En vol
Ils sont jeunes. Se sentent libres et se croient tout permis.
Assis près de la fenêtre de l’avion, ils se jouent le grand jeu de la comédie de la vie. Elle, aimante, démonstrative et attentionnée envers lui, jeune adulte immature tentant péniblement la mue en homme.
Ils parlent fort. Veulent être entendus. Leurs répliques rythmées par leurs voix travaillées. Les rôles sont appris. Déroulés sans encombre.
Magazine de pacotille, moquerie masculine envers légèreté féminine.
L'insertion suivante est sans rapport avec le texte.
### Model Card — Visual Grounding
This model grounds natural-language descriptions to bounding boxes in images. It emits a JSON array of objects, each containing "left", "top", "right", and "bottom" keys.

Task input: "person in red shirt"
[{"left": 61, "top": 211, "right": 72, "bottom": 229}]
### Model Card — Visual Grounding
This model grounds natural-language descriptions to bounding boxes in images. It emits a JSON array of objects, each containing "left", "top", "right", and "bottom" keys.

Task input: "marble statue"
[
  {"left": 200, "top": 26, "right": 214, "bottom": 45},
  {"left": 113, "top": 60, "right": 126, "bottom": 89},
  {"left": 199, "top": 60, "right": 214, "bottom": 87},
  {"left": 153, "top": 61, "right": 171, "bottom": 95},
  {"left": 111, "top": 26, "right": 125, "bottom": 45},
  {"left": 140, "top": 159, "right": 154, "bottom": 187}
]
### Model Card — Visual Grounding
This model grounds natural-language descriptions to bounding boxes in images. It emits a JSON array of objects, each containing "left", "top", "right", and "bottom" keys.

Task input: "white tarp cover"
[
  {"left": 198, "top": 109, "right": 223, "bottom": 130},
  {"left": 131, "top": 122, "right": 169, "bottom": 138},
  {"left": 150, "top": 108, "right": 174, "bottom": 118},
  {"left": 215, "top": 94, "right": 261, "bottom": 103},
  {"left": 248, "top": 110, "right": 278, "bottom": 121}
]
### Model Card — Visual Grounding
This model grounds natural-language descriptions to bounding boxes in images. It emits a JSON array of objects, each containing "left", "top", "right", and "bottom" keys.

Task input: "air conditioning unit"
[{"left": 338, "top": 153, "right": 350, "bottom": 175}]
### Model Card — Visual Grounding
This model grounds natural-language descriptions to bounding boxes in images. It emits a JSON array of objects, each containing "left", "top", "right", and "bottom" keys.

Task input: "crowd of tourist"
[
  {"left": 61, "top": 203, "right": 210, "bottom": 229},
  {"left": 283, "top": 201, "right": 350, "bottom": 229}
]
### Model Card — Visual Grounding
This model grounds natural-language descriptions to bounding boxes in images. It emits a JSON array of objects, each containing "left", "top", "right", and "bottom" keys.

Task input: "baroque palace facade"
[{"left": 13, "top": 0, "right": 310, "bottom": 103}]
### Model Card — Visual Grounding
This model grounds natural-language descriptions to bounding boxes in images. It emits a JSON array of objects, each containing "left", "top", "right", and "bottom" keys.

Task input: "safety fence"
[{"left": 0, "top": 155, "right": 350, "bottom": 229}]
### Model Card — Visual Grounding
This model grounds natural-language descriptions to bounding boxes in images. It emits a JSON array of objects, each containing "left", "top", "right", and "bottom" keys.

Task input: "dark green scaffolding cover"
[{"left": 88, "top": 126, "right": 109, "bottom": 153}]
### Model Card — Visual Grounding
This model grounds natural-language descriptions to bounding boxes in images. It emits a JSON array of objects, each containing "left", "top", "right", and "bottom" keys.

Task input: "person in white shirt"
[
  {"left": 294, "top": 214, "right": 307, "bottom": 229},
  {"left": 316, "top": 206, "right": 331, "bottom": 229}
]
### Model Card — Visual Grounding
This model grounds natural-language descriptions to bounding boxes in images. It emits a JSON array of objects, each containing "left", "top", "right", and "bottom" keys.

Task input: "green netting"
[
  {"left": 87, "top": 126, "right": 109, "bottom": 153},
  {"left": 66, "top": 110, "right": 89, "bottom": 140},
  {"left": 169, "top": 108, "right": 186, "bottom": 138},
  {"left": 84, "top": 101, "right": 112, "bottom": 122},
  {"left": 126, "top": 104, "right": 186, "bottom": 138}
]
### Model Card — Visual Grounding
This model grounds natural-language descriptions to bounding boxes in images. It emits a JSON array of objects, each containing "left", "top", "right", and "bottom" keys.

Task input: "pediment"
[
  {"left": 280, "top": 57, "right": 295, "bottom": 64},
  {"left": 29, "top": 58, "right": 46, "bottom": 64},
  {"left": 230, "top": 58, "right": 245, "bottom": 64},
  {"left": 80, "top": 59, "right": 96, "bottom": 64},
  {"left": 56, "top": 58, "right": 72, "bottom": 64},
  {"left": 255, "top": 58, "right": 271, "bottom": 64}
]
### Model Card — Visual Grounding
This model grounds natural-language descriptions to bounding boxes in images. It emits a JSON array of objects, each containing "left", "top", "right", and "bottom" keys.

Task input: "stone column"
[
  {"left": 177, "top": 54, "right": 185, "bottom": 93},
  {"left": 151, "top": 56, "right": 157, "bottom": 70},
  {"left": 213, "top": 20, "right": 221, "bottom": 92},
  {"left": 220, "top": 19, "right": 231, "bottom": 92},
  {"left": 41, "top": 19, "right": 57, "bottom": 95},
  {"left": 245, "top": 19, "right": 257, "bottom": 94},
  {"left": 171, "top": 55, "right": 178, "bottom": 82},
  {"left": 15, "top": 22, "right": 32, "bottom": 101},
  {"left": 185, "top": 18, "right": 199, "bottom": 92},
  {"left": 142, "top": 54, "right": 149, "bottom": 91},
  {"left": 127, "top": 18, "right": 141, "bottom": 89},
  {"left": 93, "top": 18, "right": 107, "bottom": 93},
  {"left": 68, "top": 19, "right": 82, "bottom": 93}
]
Air contrit en échange d’une caresse tendre qu’une mère prodiguerait à son jeune fils insolent. Ils sont en couple et se trompent de ligne… déjà. Posture mal digérée de ce que l’on croit être aimer.
Il énonce crânement vouloir dîner chez MacDo. Atone, elle repète l’affirmation comme on tente une question. Il confirme ses dires, sa fierté le trahit.
Dans l’avion, deux nourrissons pleurent. Le couple au grand jeu se sent spontanément excédé. Agitation. Mots plus forts. Menaces de coups à l’encontre des enfants dont les pleurs évoquent, pour elle, les cris du cochon assassiné. Elle s’improvise paysanne ne tient plus son rôle car elle n’a jamais rien entendu de tel : sa comparaison est inepte.
Il veut aller au cinéma ce soir. Pas encore descendu de l’avion qu’il organise les retrouvailles avec quelque ami. On joue Pirate des Caraïbes. Il ne peut attendre. Elle tente une négociation, un report à demain. Il a décidé, c’est trop tard. Elle peut rentrer si elle veut.
Mais non, elle ne veut pas rentrer à la maison ce soir.